2. The district court correctly granted summary judgment for Hartford on Appellants’ claims that Hartford denied insurance coverage in bad faith. To show a bad faith denial of coverage, a plaintiff must prove that “(1) benefits due under the policy were withheld; and (2) the reason for withholding benefits was unreasonable or without proper cause.” Guebara v. Allstate Ins. Co., 237 F.3d 987, 992 (9th Cir. 2001). While we previously concluded that Hartford had to defend Appellants in the NACA litigation and now conclude Hartford must indemnify Appellants for the NACA settlement, Hartford did not act unreasonably in denying coverage, particularly given Vesceras statements during his criminal trial.

3. The district court correctly granted summary judgment for Hartford on Appellants’ punitive damages claim. Because Appellants cannot show bad faith, they necessarily failed to meet the higher standard for punitive damages. See Tibbs v. Great Am. Ins.
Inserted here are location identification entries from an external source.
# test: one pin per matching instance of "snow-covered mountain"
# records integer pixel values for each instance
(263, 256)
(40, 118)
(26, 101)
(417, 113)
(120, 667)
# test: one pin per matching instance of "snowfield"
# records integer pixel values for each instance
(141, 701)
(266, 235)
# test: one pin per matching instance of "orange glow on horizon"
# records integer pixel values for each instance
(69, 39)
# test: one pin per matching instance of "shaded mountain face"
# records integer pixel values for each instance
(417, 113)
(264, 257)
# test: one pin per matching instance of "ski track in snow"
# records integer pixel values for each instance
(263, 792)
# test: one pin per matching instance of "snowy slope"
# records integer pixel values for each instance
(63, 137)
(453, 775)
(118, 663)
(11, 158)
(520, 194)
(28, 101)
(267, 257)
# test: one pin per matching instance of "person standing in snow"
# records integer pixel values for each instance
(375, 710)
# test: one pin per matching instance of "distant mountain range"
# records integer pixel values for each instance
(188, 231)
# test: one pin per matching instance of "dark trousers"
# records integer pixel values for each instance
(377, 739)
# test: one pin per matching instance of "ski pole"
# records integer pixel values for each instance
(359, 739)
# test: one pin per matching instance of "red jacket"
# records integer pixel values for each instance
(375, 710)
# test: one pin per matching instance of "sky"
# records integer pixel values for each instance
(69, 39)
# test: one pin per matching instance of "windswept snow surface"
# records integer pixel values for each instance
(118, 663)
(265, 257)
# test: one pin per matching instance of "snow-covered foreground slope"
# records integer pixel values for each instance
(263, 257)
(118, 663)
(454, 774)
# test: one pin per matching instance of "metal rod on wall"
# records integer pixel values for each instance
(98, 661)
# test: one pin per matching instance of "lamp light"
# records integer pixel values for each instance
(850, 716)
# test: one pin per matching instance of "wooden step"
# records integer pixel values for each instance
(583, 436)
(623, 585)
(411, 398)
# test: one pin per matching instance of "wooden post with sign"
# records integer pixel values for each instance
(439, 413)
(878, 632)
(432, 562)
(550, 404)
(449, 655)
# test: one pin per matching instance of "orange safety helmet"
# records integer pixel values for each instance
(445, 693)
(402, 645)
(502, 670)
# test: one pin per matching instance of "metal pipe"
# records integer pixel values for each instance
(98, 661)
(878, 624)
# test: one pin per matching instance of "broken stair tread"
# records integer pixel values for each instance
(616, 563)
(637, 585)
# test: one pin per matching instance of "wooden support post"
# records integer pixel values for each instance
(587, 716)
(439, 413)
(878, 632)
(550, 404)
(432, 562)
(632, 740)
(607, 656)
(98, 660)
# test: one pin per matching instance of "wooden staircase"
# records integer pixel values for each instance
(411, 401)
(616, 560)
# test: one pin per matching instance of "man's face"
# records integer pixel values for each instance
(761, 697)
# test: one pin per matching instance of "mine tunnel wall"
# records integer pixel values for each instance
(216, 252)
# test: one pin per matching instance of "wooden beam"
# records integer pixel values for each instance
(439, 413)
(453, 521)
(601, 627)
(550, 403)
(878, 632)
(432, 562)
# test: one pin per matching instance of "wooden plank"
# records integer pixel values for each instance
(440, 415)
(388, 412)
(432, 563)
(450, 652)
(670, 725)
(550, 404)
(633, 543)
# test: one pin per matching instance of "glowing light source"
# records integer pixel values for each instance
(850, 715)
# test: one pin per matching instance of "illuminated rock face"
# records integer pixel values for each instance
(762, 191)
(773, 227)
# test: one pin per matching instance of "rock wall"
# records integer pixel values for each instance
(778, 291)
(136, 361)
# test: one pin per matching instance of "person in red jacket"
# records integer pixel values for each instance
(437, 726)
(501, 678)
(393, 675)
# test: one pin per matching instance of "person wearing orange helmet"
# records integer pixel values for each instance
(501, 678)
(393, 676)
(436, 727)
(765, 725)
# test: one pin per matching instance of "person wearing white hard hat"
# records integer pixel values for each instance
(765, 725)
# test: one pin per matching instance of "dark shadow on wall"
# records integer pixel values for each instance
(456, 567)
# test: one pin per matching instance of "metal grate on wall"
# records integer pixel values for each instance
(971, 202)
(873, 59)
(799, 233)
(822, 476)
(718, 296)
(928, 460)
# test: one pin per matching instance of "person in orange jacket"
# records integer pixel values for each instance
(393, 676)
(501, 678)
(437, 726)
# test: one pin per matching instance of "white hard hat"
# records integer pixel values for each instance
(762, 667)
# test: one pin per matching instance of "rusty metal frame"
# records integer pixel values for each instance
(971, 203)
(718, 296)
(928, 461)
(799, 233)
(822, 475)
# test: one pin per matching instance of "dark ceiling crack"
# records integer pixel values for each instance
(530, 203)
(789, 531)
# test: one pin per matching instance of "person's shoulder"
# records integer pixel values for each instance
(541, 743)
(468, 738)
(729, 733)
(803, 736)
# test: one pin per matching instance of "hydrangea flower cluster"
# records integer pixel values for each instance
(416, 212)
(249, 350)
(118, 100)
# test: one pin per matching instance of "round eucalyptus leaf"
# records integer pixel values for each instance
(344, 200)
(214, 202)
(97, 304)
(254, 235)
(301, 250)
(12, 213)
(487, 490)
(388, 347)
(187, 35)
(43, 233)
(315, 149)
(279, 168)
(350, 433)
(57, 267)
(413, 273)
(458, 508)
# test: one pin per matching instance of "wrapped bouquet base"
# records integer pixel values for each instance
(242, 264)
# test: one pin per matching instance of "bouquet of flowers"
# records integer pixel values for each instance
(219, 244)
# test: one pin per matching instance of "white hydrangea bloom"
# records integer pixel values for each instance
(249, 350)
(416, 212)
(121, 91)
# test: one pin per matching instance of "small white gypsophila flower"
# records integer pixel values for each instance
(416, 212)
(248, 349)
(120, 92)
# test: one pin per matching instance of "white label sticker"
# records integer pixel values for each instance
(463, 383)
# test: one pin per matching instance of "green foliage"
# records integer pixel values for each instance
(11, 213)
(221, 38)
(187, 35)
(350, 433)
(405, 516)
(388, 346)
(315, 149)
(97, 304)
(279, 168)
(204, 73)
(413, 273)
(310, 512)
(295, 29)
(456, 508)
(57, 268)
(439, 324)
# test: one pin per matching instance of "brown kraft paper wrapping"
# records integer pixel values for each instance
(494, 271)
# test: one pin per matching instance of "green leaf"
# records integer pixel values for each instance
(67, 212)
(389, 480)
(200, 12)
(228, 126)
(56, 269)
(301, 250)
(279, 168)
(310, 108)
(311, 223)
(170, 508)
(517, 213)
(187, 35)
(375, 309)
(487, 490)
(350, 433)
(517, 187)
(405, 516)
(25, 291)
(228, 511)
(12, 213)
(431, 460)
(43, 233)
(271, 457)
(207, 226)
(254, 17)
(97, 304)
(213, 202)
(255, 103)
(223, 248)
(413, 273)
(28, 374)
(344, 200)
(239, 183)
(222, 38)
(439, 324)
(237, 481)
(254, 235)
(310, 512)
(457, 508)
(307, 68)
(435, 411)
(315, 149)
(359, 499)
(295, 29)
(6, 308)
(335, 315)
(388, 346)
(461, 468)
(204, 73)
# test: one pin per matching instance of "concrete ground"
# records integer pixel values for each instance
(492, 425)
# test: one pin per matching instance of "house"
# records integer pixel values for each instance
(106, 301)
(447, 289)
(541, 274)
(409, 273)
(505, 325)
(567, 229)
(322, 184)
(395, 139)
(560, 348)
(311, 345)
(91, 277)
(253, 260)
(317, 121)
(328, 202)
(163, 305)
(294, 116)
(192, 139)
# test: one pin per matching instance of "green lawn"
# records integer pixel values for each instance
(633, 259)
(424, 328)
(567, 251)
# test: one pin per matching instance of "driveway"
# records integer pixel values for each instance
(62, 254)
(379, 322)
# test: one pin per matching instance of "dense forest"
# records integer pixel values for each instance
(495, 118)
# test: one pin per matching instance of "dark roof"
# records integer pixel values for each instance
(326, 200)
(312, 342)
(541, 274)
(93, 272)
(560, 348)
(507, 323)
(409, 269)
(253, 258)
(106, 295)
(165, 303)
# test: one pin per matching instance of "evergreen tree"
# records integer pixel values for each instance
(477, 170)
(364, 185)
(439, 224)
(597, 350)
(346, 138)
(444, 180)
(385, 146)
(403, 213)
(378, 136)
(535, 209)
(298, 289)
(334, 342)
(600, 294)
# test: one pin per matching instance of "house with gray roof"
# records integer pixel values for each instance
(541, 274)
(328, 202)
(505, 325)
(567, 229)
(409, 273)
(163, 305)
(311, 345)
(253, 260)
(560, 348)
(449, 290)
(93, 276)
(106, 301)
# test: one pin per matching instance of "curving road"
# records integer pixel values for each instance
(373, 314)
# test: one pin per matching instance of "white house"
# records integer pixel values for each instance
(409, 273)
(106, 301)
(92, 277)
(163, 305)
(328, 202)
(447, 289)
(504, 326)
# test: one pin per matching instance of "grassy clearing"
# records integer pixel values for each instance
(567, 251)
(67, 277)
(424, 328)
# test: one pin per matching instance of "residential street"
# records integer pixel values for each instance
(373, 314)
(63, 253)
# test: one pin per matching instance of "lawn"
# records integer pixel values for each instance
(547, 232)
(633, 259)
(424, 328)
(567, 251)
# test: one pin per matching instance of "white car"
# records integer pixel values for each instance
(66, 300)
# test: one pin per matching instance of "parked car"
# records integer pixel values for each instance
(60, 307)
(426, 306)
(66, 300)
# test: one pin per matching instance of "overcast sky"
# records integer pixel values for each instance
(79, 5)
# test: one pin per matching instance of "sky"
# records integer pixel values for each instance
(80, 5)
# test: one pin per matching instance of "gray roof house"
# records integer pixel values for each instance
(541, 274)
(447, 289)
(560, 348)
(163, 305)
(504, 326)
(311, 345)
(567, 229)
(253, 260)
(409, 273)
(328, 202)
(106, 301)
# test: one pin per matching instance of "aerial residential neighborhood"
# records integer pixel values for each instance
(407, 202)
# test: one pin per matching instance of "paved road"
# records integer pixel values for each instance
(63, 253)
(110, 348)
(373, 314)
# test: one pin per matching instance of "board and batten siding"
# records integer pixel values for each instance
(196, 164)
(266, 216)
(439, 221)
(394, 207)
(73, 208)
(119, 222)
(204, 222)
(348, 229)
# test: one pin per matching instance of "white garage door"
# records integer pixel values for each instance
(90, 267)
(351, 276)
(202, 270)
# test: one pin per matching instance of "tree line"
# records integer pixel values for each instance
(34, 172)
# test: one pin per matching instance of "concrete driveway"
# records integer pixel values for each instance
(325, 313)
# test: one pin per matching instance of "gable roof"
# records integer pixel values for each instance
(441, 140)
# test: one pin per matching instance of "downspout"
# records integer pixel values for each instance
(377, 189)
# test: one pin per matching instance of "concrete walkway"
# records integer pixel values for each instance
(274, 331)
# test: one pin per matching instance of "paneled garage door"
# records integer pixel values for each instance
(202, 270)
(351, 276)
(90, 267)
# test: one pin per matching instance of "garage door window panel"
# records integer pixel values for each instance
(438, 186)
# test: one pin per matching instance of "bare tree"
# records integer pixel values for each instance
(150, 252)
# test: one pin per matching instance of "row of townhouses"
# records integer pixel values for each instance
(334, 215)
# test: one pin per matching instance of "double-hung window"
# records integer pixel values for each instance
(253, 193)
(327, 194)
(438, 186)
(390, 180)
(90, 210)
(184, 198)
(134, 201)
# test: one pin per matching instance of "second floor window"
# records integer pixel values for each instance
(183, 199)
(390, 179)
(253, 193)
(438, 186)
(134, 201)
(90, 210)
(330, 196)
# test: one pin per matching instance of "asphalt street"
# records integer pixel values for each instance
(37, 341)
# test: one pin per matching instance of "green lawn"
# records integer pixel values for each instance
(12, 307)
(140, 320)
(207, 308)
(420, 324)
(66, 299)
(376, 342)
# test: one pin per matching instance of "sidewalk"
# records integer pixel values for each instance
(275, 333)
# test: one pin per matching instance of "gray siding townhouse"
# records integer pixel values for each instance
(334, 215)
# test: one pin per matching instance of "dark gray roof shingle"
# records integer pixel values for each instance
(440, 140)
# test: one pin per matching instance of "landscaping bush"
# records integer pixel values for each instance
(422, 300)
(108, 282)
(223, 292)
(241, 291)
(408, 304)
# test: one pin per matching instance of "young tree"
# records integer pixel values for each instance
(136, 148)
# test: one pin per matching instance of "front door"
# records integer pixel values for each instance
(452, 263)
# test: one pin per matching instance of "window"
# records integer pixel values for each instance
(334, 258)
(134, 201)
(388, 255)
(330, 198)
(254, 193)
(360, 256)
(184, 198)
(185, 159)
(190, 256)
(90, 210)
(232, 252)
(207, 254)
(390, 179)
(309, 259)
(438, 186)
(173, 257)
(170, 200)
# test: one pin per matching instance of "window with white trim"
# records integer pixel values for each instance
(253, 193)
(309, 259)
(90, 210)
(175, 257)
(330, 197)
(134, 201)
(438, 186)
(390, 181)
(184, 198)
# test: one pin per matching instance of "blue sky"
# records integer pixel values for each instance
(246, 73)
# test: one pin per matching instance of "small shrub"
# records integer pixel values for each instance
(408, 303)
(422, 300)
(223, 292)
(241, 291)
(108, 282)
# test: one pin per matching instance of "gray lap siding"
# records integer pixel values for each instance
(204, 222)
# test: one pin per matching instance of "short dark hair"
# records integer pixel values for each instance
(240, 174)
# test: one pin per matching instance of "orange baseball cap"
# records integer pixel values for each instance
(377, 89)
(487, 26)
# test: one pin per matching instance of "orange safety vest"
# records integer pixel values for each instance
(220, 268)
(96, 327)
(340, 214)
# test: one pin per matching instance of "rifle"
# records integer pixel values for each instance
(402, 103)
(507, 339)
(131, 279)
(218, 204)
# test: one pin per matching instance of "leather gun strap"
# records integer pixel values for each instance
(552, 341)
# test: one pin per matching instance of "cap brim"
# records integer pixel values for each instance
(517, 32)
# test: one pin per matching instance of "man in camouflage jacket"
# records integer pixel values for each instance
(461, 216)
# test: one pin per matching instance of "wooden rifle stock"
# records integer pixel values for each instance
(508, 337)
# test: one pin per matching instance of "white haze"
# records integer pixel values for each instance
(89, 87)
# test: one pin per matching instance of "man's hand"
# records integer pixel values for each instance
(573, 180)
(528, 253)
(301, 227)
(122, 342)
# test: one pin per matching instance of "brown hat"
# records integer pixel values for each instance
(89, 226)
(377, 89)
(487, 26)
Co., 755 F.2d 1370, 1375 (9th Cir. 1985).

* * *

We reverse the district courts grant of summary judgment to Hartford on Appellants’ claim for $1.5 million in indemnification and direct the district court to enter judgment for Appellants on that claim. We affirm the district courts grant of summary judgment to Hartford on Appellants’ bad faith and punitive damages claims. The matter is remanded for proceedings consistent with this decision. The parties shall bear their own costs on appeal.

AFFIRMED IN PART, REVERSED IN PART, AND REMANDED.